La Bombe, c’est un peu comme une gigantesque partie de dominos historiques : on connaît la fin (un énorme "boum"), mais le chemin pour y arriver est aussi fascinant qu’effrayant. Didier Alcante, Laurent-Frédéric Bollée et Denis Rodier nous livrent ici une fresque impressionnante sur la genèse de l’arme atomique. Spoiler : ça finit mal pour tout le monde, sauf pour les amateurs de récits captivants.

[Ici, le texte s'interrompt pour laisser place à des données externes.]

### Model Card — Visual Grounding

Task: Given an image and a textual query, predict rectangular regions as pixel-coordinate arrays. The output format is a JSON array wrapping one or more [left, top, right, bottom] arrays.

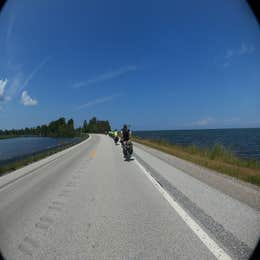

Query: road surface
[[0, 135, 260, 259]]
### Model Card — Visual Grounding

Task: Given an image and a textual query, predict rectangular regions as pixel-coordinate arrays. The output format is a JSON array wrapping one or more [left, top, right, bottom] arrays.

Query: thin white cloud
[[192, 117, 214, 126], [73, 66, 136, 88], [223, 42, 255, 67], [20, 56, 51, 91], [0, 79, 11, 103], [0, 79, 8, 98], [76, 94, 121, 110], [6, 15, 15, 46], [21, 91, 38, 106]]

Avec un sujet pareil, on aurait pu tomber dans le manuel scolaire barbant ou le drame plombant, mais La Bombe évite le piège. Ici, les auteurs font preuve d’une ambition nucléaire – littéralement – en reconstituant les faits avec un niveau de détail qui donne le tournis. On est baladé entre les laboratoires poussiéreux où les scientifiques calculent l’inimaginable, les couloirs du pouvoir où tout le monde joue aux apprentis sorciers, et les villes japonaises qui attendent leur funeste destin. C’est dense, c’est complexe, mais c’est brillamment orchestré.
Denis Rodier, au dessin, fait exploser les conventions avec un noir et blanc tranchant. Chaque case est un mélange de gravité et de précision, comme si chaque ligne portait la charge radioactive du sujet. On salue l’effort monumental, même si parfois, les planches regorgent tellement de détails qu’on a l’impression d’être dans une réunion interminable entre physiciens. Intéressant, certes, mais pas toujours digeste.

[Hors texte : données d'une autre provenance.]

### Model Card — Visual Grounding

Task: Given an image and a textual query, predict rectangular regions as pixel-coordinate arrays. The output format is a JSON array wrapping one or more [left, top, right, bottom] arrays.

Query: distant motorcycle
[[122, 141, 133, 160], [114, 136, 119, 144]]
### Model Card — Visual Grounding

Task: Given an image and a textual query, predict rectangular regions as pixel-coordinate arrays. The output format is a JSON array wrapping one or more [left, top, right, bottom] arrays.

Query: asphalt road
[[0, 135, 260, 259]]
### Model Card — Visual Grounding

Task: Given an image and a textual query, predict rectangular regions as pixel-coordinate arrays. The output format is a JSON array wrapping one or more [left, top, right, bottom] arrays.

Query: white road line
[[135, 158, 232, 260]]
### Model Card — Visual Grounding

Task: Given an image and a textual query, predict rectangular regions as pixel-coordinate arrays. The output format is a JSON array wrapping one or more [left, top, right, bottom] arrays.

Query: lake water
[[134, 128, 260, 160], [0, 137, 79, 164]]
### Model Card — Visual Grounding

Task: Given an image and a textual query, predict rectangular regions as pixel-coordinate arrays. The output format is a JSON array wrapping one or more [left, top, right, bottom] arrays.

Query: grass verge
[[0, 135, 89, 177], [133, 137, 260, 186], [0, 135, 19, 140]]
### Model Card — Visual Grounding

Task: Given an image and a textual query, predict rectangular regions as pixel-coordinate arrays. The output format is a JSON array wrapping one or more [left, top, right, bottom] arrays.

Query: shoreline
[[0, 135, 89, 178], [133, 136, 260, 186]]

Côté narration, La Bombe joue la carte de l’implacable fatalité. Pas de héros ici, juste des figures historiques qui jonglent avec le pire jouet de l’humanité. On apprend plein de choses – parfois trop d’un coup, au point de saturer nos neurones. Mais le tout est porté par une écriture fluide et une tension qui monte crescendo, comme un tic-tac sinistre avant l’apocalypse.
Le seul vrai défaut de La Bombe, c’est sa longueur. Oui, on sait que l’Histoire n’est pas un sprint, mais certaines séquences auraient mérité un peu plus de concision. On finit par se dire que la véritable explosion, c’est celle de notre concentration. Cependant, on pardonne vite ces longueurs grâce à l’ambition du projet et la puissance de son message.
En résumé, La Bombe est une lecture qui fait mal, mais d’une façon nécessaire. Une œuvre qui montre comment l’Homme a flirté avec l’impensable, et qui nous laisse, à la dernière page, un mélange de fascination et de vertige. À lire avec précaution… et à ranger loin des allumettes.